The algorithm runs in three sequential phases:

1. PDF Extraction (LLM-based)

For each report, both the rendered images of the pages and a layout-aware markdown transcription (extracted with docling) are sent to a vision-language model. The model:

  • Classifies the document as soil, water, foliar, or other. Only soil reports are retained; water and foliar analyses are automatically discarded.
  • Extracts cadastral identifiers (Polygon / Parcel / Municipality / INE code) and soil parameters regardless of the report format.
  • Applies strict rules for units and methods: nitrogen is retained only if reported as nitrate in mg/kg; phosphorus only if extracted by the Olsen method (or expressed in mg/kg); potassium only in mg/kg. Values from acid extraction methods, foliar in ppm, or expressed as % d.m. are discarded.
info

By reading the layout directly from the page images, format support depends on the content rather than rigid templates. The process has been validated with Eurofins XK bulletins (reference scheme AR-…-XK-…) and Eurofins BUTLLETÍ (BUTLLETÍ D'ANÀLISIS in Catalan), and can process other formats provided they contain the cadastral fields and at least one of the supported parameters.

2. Geolocation

Each sample is resolved to GPS coordinates using the Consulta_CPMRC API of the Spanish Cadastre, using the cadastral reference (province + municipality + polygon + parcel). For records without an explicit INE code, the municipality name is resolved against the Cadastre's municipality register for the corresponding province.

caution

Reports without a Polygon/Parcel cadastral reference retain their extracted parameters in the data, but do not appear on the map, as their geographical position cannot be determined.

3. Map Generation

IDW (Inverse Distance Weighting) interpolation rasters are calculated for each soil parameter, both for the complete aggregate and for each year present in the dataset. The rasters are rendered on an interactive Folium map with:

  • Parameter selector — pH, organic matter, electrical conductivity, N-NO₃, and phosphorus.
  • Year selector — complete aggregate (default) or any individual year; yearly rasters share the aggregate's color scale to ensure an honest visual comparison between years.
  • Low sample density warning — when a year has fewer than ~15 samples, the legend displays a note to avoid overinterpreting sparse interpolations.
  • WRB soil type WMS layer — ISRIC SoilGrids layer with adjustable opacity.
  • Statistics panel — pH distribution, histogram of samples per year, and mean ± standard deviation for each parameter.
  • Optimal range indicators — a highlighted zone in the legend gradient marks the agronomically optimal range for each parameter.

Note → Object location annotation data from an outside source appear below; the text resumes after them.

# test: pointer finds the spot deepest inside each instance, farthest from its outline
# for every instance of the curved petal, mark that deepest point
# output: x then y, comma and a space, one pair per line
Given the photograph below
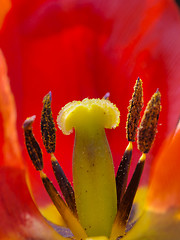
81, 48
20, 219
154, 226
5, 6
164, 189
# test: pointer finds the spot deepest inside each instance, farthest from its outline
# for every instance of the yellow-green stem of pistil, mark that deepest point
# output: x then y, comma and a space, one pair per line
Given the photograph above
93, 170
94, 181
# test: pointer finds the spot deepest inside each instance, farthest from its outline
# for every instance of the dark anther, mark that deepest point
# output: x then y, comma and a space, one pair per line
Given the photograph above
64, 184
134, 110
122, 173
148, 125
32, 145
47, 125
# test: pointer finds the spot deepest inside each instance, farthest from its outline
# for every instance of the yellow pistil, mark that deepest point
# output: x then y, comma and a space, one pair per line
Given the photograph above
93, 170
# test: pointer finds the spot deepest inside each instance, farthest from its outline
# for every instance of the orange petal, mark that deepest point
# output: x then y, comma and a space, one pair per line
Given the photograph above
11, 149
20, 219
164, 190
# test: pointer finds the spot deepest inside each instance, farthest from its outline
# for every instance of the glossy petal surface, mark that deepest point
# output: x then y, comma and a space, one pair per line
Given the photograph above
164, 189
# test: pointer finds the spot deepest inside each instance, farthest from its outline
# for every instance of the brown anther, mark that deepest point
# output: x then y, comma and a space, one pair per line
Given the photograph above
48, 129
32, 145
134, 110
148, 125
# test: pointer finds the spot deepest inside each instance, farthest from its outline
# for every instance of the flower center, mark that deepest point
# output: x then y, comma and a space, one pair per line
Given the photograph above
100, 203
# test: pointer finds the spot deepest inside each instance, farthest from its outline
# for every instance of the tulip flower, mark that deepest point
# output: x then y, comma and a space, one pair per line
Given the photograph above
81, 49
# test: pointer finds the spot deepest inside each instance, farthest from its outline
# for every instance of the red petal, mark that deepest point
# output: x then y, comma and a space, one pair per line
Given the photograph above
164, 190
20, 219
86, 48
11, 149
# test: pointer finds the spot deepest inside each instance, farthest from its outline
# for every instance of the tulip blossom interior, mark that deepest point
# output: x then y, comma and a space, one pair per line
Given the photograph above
100, 202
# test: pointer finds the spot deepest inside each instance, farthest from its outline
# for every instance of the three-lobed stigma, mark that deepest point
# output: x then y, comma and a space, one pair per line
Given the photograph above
100, 202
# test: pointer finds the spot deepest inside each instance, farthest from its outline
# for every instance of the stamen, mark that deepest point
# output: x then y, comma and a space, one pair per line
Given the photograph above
49, 137
122, 216
122, 173
106, 96
148, 125
146, 135
133, 117
64, 184
71, 221
47, 125
135, 107
93, 170
32, 145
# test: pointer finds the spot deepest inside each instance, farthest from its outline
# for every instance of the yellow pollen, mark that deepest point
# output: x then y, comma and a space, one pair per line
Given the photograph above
76, 113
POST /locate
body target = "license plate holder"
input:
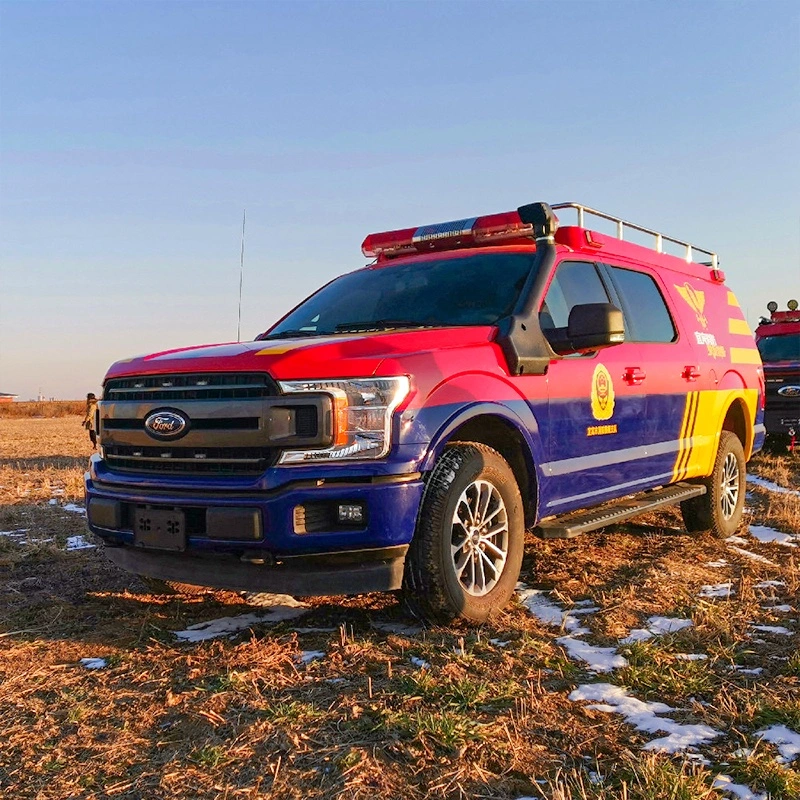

You can interact with the following sample map: change the parameter and year, adjust the opacity of the soil type layer, and consult the statistics panel.

Fig. 1. Interactive map generated by the algorithm, with IDW interpolation of each soil parameter across the set of parcels. Demonstration data. (source: AgrospAI)

Extracted Soil Parameters

ParameterKeyUnit
pHpH
Organic matterMO%
Electrical conductivityCEdS/m
Nitrate NitrogenN_Nitricomg/kg
PotassiumPotasiomg/kg

Privacy by Design

To protect the privacy of the parcel owner, the map does not display individual markers. IDW interpolation is the only visualization, which preserves the geographical privacy of farmers contributing data: exact parcel locations are never exposed.